Lynx scuffed a foot back and forth along the carpet. “Why did that end in the eighteen hundreds?”

“People died by working with it, so eventually white phosphorus was outlawed around the turn of the 20th century. It went the way of eating off pewter plates or using mercury in hat making, arsenic in green wallpaper.”

“Those were dangerous times. So white phosphorus could make someone glow in the dark? Yes, that’s the story I remember you telling. But there was more to it. And I’m wondering if I can tell you some odd attributes to a man that I’ve been studying and have you weigh in?”

“I’ll give it my best shot,” the man said.

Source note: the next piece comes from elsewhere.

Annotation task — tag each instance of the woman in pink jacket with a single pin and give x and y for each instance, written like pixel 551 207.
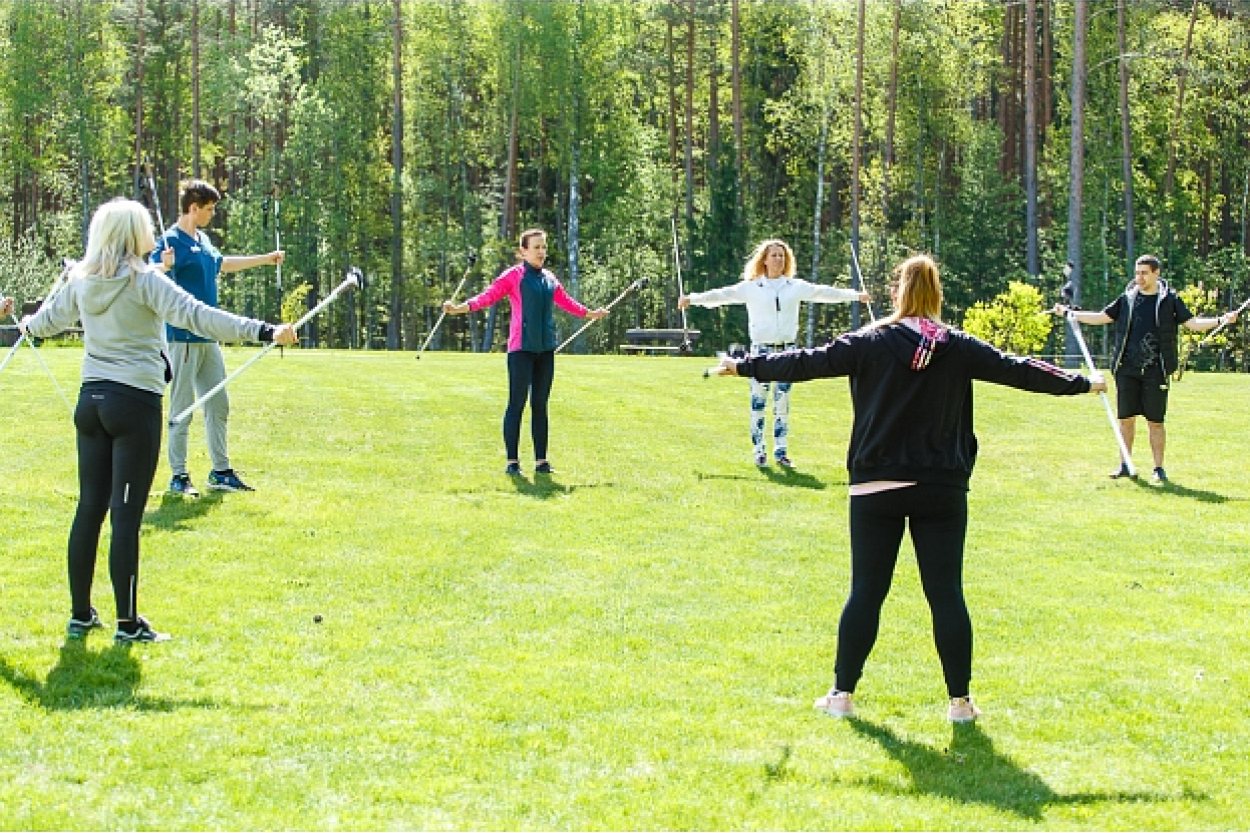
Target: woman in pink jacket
pixel 534 294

“I observed an individual, and I believe he was quite ill. Here are the signs I saw in no particular order.”

“Hang on, let me grab a pencil.”

“Stan,” Lynx said with the hint of mother-scold in her voice.

“I’ll shred and eat it when I’m done talking to you.”

Lynx laughed.

“Okay, shoot,” Stan said, and Nomad could feel the bubble of excitement in his belly. Had Lynx picked up on an illness? There was the one guy with a cast, but that was because Red had beaten him with an iron skillet at the ball.

“One, the man was running. But when he ran, he was rather stiff. He wasn’t limping, but more how I’ve seen my Nona Sophia walk when she developed peripheral neuropathy in her feet, high-stepping and rather robotic.”

“Got it.”

“Two, he had oddly rust colored hair. It didn’t match his skin tone. Kind of brassy, almost neon, he was trying to hide under his skull cap. But I saw a picture of him without the hat, and it was quite odd. Again, in the setting where that picture was taken, it was quite high-end, so he could well have been sporting the newest hairstyle from Japan or something.”

“Yup.”

“I have five of these observations in total. I’m putting numbers three and four together. He got punched in the jaw, and the puncher said it felt like a bag of aquarium gravel instead of bone. When his mouth opened, the air filled with the scent of garlic.”

“Huh.”

“And lastly, I saw a picture of the man, taken while he was in a vehicle at night with streetlights nearby. It was captured by an earring camera, so take it with a grain of salt, but I swear it looked like the guy had a faint glow around the front of his face. In the picture, he was knocked out cold, so his mouth hung slack.”

“Well, that hits the highlights. Sounds like your guy has phossy jaw. And he’s probably going to die soon.”

White jutted forward. Her eyes were intense.

“Can you tell me more?” Lynx asked.

“What you're describing are hallmarks of phosphorus necrosis of the jaw. That comes from chronic, low-level exposure to white phosphorus rather than someone getting a full whack. A full whack would have killed him a long time back. Almost instantly, in fact.”

“So what does that mean? How does it come about?” White called out. “Oh, hey, Stan. Thanks for helping us with our little mystery. I’m one of Baby Girl’s associates.” She sent a teasing wink toward Lynx.